I don’t play drums. Magenta Studio’s “Drumify” plugin has been a regular part of my creative process. Much like a producer keeps a folder of funky drum breaks, I’ve kept a folder of funky Drumify rhythms. When direct input of the melody into Drumify didn’t yield groovy results, I found a previous rhythm which, after some tweaking, worked really well with the verse {1:31}. To connect with a wider audience, I wanted rhythms rooted in more popular genres. Drumify’s underlying dataset of rock, hip hop and funk drummers was well-matched for this criteria.
Instead of triggering pre-existing drum samples with Drumify, I investigated a new diffusion model “CRASH” capable of high quality 44.1kHz drum synthesis. Interpolating hi-hats in latent space creates hits with small and pleasant variations in timbre {0:21, 1:34}, much like how producers avoid repetitive hi-hats by modifying velocity and filter cutoff of a single sample. Unlike most electronic songs, every kick {0:21}, snare {0:22} and hi-hat in this track is “interpolated” slightly different from the last one.
The beat during the opening {0:22} and drop {2:09} were programmed by hand and MIDI hits humanized by Magenta Studio’s “Groove” to introduce natural delays like a drummer. Compared to purely audio ML models, I found separating drum arrangement into symbolic generation via MIDI (Magenta Studio) and then triggering synthesized one-shots (CRASH) to yield more precise rhythmic results.

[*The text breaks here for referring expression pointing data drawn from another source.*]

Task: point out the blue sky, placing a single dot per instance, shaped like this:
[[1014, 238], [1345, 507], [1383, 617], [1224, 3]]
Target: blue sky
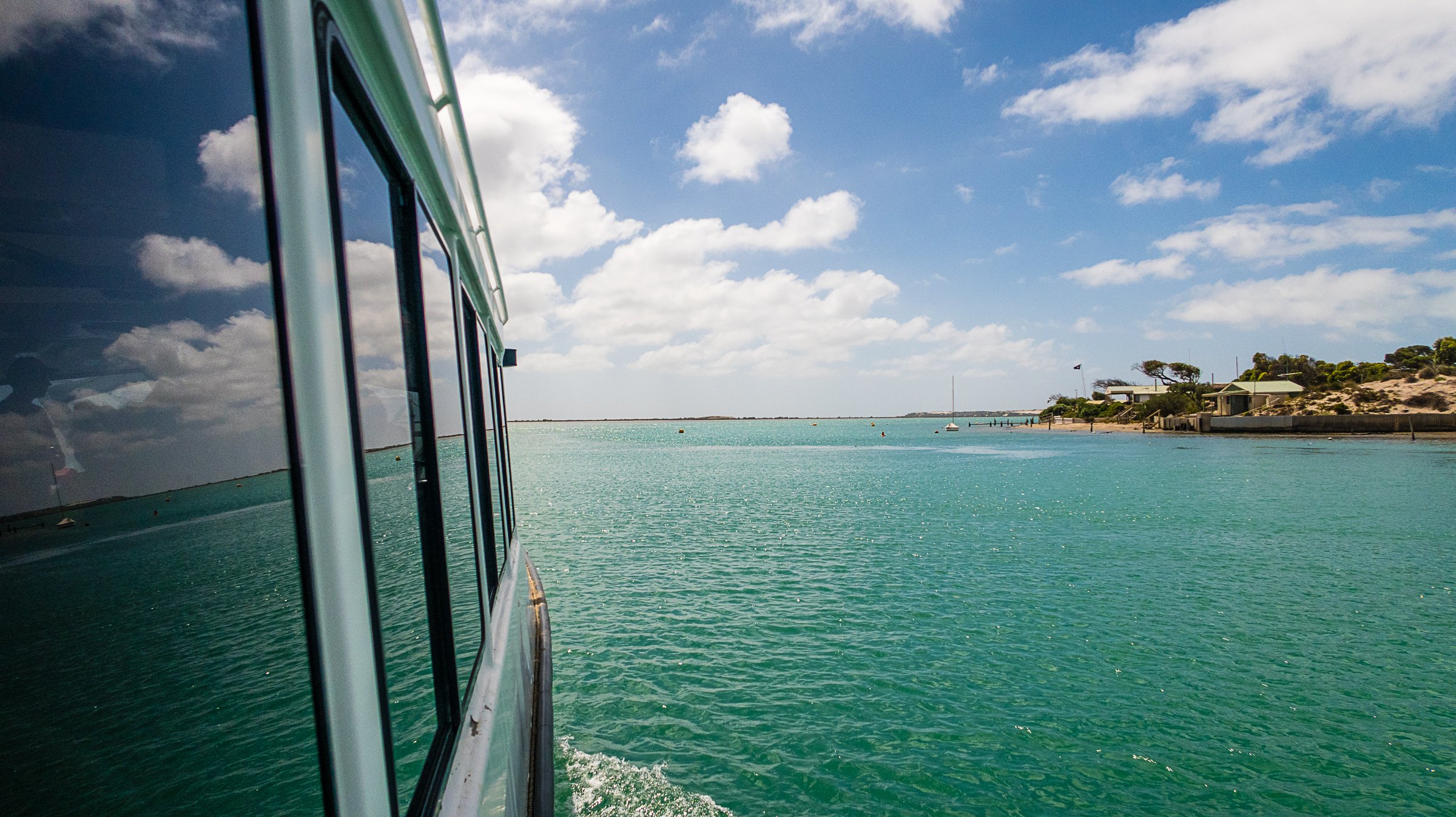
[[1001, 190]]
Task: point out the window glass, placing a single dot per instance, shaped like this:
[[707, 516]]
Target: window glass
[[493, 451], [388, 414], [153, 653], [455, 468]]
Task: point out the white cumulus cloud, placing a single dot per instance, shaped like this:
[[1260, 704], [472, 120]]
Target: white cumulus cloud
[[1359, 299], [982, 76], [229, 161], [737, 140], [1123, 271], [1264, 234], [1290, 75], [224, 376], [195, 266], [523, 139], [471, 19], [1156, 184], [823, 18]]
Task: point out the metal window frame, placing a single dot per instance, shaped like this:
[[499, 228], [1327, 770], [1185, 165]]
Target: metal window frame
[[504, 451], [485, 502], [462, 335], [354, 750], [340, 79]]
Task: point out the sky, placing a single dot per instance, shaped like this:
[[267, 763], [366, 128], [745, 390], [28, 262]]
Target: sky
[[832, 207], [744, 207]]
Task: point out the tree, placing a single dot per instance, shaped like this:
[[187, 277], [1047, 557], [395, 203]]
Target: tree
[[1170, 373], [1443, 351], [1410, 357]]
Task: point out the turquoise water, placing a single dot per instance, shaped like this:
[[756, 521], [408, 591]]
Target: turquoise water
[[814, 619], [155, 657], [781, 618]]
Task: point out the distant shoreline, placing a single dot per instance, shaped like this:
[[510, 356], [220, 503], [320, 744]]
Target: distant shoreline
[[915, 415]]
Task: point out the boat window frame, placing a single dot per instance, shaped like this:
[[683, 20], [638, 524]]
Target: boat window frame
[[474, 332], [340, 79], [504, 453], [462, 327]]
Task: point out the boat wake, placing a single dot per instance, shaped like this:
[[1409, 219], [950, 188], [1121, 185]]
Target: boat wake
[[610, 787]]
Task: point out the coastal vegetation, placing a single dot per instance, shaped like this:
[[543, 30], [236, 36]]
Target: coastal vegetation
[[1431, 361]]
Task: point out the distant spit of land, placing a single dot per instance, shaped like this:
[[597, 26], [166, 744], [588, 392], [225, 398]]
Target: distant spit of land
[[912, 415]]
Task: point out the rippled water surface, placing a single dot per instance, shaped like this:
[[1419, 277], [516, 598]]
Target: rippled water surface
[[816, 619]]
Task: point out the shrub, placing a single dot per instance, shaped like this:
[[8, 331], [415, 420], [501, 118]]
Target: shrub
[[1427, 400]]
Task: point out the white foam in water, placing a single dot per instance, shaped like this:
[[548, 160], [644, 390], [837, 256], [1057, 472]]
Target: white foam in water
[[610, 787]]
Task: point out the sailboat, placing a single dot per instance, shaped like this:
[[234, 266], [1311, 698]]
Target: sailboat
[[952, 426]]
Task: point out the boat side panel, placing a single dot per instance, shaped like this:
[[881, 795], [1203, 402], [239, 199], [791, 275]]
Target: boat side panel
[[491, 771]]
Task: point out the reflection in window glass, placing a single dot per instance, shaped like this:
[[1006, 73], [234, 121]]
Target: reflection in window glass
[[385, 415], [493, 451], [455, 472], [152, 628]]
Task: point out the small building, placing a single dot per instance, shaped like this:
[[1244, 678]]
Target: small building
[[1249, 395], [1136, 394]]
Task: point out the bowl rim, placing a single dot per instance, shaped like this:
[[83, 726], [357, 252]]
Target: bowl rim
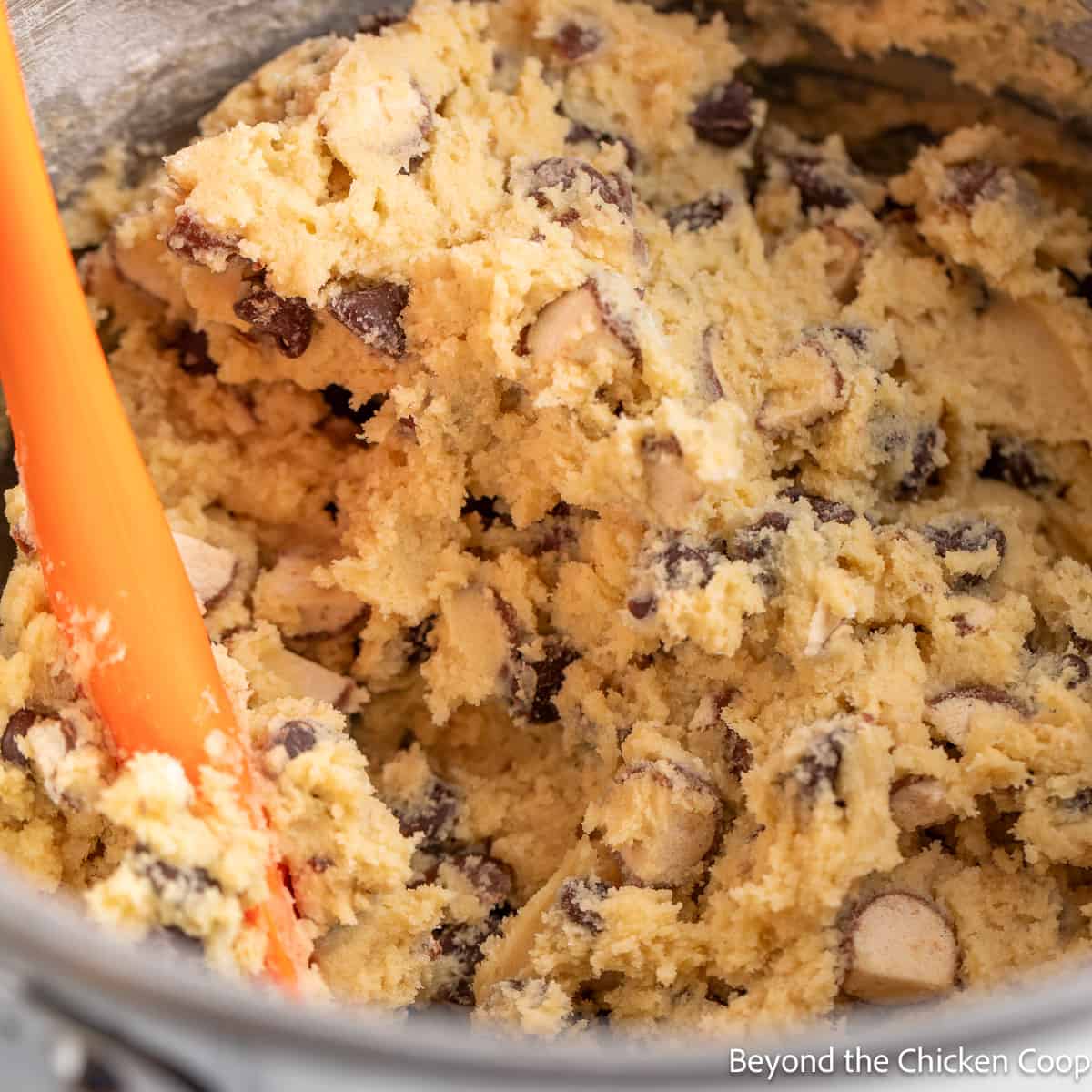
[[53, 943]]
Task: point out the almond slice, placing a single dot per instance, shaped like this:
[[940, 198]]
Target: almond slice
[[918, 802], [899, 948], [211, 569], [308, 680], [288, 596]]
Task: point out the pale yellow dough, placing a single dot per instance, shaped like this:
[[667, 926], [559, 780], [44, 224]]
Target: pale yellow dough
[[633, 536]]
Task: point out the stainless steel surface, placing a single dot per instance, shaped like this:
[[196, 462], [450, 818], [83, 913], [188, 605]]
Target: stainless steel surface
[[137, 70]]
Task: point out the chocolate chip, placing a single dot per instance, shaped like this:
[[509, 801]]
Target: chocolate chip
[[562, 172], [486, 511], [824, 509], [577, 899], [19, 724], [724, 115], [461, 950], [416, 638], [491, 879], [817, 187], [288, 321], [295, 737], [1013, 462], [550, 677], [891, 151], [754, 541], [969, 181], [432, 814], [181, 882], [700, 214], [574, 42], [191, 239], [339, 401], [924, 467], [737, 753], [687, 563], [374, 312], [1081, 801], [192, 349], [819, 765], [966, 535], [1075, 671], [578, 132]]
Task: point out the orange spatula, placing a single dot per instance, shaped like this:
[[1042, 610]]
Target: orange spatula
[[115, 579]]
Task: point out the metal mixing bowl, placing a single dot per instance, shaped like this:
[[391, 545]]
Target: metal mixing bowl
[[86, 1005]]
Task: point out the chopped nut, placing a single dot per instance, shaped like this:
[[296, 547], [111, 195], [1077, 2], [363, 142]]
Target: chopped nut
[[805, 388], [662, 820], [578, 327], [899, 948], [844, 267], [288, 596], [308, 680], [950, 713], [672, 489], [920, 802], [211, 569]]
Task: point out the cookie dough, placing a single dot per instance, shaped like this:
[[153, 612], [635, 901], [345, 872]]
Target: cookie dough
[[645, 545]]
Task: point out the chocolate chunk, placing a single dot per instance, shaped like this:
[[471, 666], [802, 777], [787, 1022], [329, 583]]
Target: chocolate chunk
[[737, 753], [820, 764], [817, 186], [578, 132], [1075, 671], [824, 509], [295, 737], [339, 399], [754, 541], [487, 511], [891, 151], [969, 181], [19, 724], [416, 638], [966, 535], [724, 115], [461, 951], [574, 42], [578, 898], [562, 172], [432, 814], [1081, 801], [173, 882], [192, 349], [191, 239], [1013, 462], [924, 465], [700, 214], [491, 879], [374, 22], [550, 677], [374, 312], [288, 321]]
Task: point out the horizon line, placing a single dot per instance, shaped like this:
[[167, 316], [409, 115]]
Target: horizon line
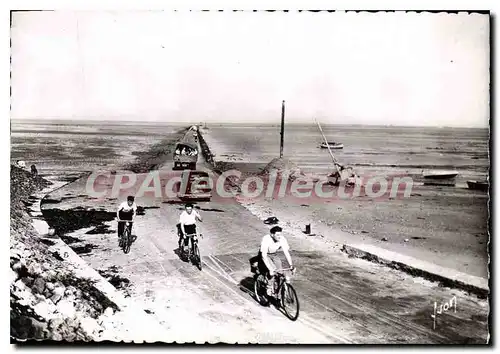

It’s exciting to see realtime audio ML tools unlock new pathways for Thai and electronic music to supercharge one another. Developing AI tools like MAWF and DDSP to empower transcultural music-making continues to underpin all my technical and artistic work. I hope my submission and the AI Song Contest platform can inspire like-minded composers, especially from the Asia-Pacific, Middle-East and Africa, to apply these techniques to their traditions, and invite musicians from the West to explore, understand and experiment with musical inflections in the way our cultures experience them.
ญาบอย ฮานอย “Yaboi Hanoi” is challenging culture from Southeast Asia through dance music with a twist of tech. Over half a million viewers tuned into “IFFY Remix: Thai Dance Reimagined”, his shortform music series with Thai dance troupe Kid Buak Sipp and R&B artist Dorsh this past February 2022. He was recently selected by Nusasonic and the Goethe Institute as one of 20 artists featured in Khyam Allami’s Common Tonalities album. His track ชิงชัย “Ching Chai” was based on an analysis of tunings and scales from the South of Thailand through new music technogies and modern bass music. Yaboi Hanoi is the Bangkok-born musical brainchild of Lamtharn “Hanoi” Hantrakul; fusing his unique background as a composer, award-winning Cultural Technologist and Audio AI Research Scientist.